The next announcement confirmed that the extra hydraulic fluid had not fixed anything – surprise, surprise – and the ground crews would now shuffle the aircraft back and forth to see if that would free up the shock absorber which “was under considerable stress”. Poor thing, we were heavy, apparently. Predictably, this did nothing either – surprise, surprise again. Shock absorbers used to dealing with a 230-tonne aircraft on landing do not just go flat for no reason. It was broken.

SAA operations were contacted to see what to do next.

Surprisingly, I thought, what was done next revolved around their having “found another aircraft in a hangar”. What, just lurking about? Surely not. Anyway, this would now be deployed and we’d transfer to this replacement plane – same model, same layout. The plane, however, had to “dressed”, which seems to mean filling it with the blankets and pillows (taken from our original plane), together with transferring all the luggage and, of course, all the food and drink supplies necessary,  also from the original plane. We disembarked and sat near to the departure gates. Well, most sat but the area didn’t have sufficient seating for all. Ground staff tried to placate a needlessly irate customer/passenger who was throwing his toys out of the pram.

Part way through our wait, SAA managed to find some water supplies to distribute. Hitherto, we’d been given nothing.since boarding.

Two further hours later, we trooped aboard our replacement A330 with some relief and pushed back just before 1:30 AM local time. Unbeknownst to us, we later discovered that the Jo’burg runway had actually then been closed and was covered with some contractors machinery. Fortunately, the captain managed to get the runway cleared and re-opened.

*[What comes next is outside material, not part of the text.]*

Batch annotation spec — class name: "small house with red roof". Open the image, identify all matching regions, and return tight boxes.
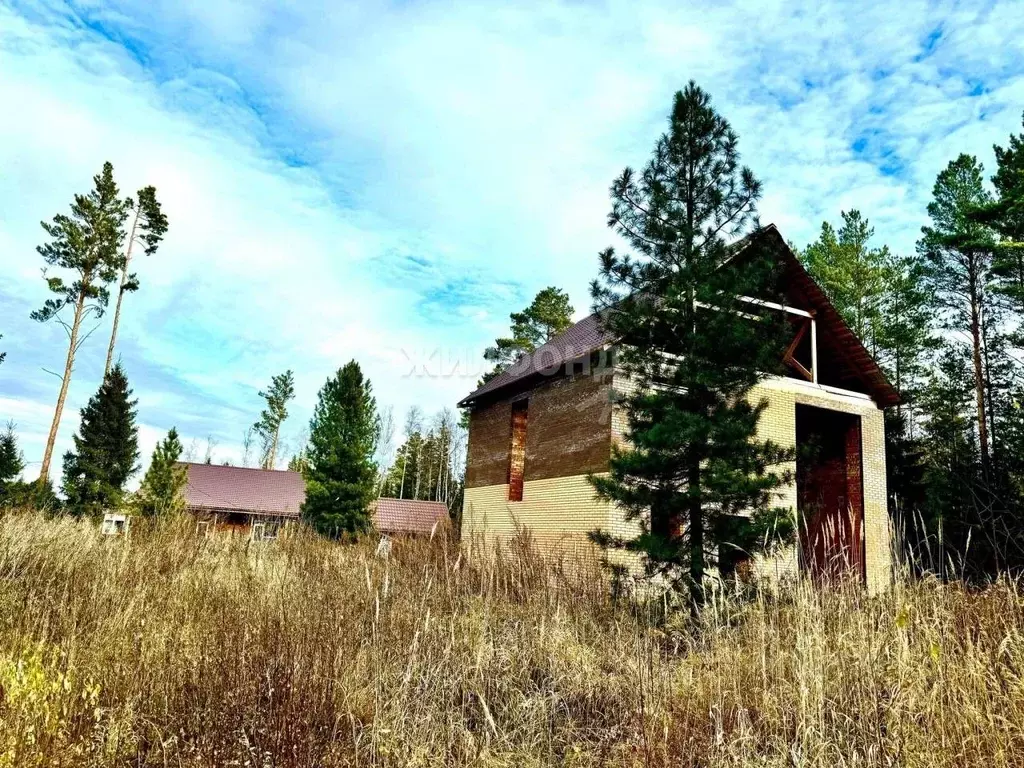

I had thought we were in for a night in Jo’burg but we were actually now “just” 3½ hours late. My main concern had been incurring a penalty charge on my pre-booked parking slot at Heathrow due to a late arrival time. As it turned out, we had an hour or so to spare.

We made it.

OK, things break and they did find the problem and fixed it. SAA might have saved an hour or so by not bothering to remedy the original shock but they probably have a prescribed procedure in such circumstances. SAA could have been more alert concerning water supplies but I thought they’d done pretty well, other than that.